Tuesday, February 17, 2004

Wake up call?

Syria is trying to change its image in Washington, but the effort seems to be failing:

Syria has launched a diplomatic campaign aimed at canceling its membership in the Bush administration's "rogue" nations club. But the United States and its key allies remain cool, unconvinced that the overtures amount to anything more than lip service from a government that remains fundamentally hostile to U.S. interests.

The question for the Bush administration is whether Syria can be persuaded to follow Libya's lead in renouncing terrorism and giving up any weapons of mass destruction it might have.

The answer is a matter of some urgency in this campaign year, because a new U.S. law will trigger economic and political sanctions against Syria in May — unless Secretary of State Colin L. Powell certifies that Damascus is making progress toward meeting American demands or President Bush waives the sanctions on national security grounds.

The guessing game in Washington is how long American patience with Syria will last if Bush is reelected. With the administration's hands full with Iraq, Afghanistan and North Korea, no one expects the U.S. to put military pressure on Syria before the November presidential election.

[...]

Syria was not named by Bush as an "axis of evil" nation, though in the past it has been routinely mentioned in the same breath as Iraq, Iran, North Korea and Libya as nations suspected of fitting the two criteria deemed most dangerous to U.S. interests: possession of weapons of mass destruction and support for terrorists to whom such weapons might be transferred.
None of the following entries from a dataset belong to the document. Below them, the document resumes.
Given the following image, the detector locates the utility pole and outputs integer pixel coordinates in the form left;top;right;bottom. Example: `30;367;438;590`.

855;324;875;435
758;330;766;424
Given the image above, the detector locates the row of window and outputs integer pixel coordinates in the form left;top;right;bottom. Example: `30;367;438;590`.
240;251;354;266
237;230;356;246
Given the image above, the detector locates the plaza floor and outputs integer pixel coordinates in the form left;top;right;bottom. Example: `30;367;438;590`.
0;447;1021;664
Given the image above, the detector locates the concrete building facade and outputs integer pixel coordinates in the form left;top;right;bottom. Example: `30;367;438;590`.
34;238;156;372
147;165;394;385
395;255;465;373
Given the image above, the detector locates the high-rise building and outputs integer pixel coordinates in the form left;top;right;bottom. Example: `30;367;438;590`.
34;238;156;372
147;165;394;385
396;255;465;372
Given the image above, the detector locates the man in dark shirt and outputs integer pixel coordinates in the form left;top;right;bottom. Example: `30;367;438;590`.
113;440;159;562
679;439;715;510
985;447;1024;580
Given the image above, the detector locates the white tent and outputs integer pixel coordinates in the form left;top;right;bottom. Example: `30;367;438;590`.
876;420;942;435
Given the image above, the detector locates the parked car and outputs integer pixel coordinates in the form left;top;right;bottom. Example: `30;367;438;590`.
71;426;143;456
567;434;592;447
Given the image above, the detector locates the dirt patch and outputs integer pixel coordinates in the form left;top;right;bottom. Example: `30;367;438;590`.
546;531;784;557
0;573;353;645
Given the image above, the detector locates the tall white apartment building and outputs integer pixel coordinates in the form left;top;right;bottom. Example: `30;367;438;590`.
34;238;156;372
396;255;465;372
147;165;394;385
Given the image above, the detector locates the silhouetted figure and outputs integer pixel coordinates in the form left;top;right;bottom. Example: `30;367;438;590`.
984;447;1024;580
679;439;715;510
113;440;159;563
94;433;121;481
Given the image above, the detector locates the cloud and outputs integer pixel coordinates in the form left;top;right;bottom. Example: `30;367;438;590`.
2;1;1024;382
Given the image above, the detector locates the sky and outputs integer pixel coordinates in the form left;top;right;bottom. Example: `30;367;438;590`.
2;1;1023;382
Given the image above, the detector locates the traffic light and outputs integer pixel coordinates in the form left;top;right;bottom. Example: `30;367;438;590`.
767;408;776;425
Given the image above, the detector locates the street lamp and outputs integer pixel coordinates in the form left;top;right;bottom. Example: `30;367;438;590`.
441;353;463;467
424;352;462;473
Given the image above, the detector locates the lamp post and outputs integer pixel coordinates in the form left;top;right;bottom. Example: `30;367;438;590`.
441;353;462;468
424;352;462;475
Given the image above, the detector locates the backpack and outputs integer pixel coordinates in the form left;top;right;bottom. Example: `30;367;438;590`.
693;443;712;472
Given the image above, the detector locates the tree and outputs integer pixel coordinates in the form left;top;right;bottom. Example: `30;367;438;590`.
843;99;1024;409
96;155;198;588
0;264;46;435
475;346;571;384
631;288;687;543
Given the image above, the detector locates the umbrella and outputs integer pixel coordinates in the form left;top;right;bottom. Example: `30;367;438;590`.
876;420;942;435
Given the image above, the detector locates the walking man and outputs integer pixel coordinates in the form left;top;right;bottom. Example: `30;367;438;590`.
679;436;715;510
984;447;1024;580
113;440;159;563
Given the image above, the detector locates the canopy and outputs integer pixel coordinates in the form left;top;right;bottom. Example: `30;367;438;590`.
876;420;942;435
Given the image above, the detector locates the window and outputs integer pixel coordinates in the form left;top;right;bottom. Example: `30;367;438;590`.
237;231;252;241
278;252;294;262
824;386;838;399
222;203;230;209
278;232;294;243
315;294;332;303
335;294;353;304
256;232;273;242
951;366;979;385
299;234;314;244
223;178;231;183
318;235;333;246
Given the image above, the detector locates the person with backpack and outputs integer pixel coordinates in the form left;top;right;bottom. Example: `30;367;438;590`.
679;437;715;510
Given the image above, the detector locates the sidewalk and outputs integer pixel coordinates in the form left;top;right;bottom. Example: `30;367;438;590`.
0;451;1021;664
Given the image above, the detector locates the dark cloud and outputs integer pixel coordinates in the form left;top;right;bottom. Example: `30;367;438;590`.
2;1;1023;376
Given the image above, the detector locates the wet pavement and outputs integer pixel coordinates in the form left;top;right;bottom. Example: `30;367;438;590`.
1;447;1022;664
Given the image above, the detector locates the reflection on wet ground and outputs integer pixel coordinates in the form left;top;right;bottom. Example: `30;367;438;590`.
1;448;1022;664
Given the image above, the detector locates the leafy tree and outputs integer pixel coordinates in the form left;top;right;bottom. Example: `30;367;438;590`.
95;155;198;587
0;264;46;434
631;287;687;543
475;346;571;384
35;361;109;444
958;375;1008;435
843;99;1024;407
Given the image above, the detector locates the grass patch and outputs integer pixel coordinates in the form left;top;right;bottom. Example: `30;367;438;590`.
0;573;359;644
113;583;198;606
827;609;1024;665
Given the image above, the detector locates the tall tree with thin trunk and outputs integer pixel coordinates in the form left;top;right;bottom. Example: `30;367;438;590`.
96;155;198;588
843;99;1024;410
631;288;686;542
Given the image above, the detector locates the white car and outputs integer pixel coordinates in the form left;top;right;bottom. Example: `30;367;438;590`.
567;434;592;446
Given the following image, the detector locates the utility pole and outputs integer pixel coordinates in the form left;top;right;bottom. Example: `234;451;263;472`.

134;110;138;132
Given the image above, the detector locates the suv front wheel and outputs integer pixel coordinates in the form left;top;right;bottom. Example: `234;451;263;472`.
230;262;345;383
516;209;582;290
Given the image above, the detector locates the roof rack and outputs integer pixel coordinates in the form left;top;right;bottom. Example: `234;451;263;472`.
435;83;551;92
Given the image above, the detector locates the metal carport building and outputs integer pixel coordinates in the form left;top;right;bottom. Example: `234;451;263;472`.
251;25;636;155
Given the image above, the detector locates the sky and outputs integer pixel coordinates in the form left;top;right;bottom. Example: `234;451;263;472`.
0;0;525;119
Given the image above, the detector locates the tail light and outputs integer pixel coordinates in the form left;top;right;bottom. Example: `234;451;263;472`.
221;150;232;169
Syria is, however, the only one of the "rogue" nations with which the United States has normal diplomatic relations and daily contacts. The problem is that those contacts seem to be leading nowhere, State Department officials said.

"There's a lot of frustration with the Syrians," said one official who requested anonymity. "Basically, there's the feeling that the clock is ticking on Syria and they need to heed the wake-up call."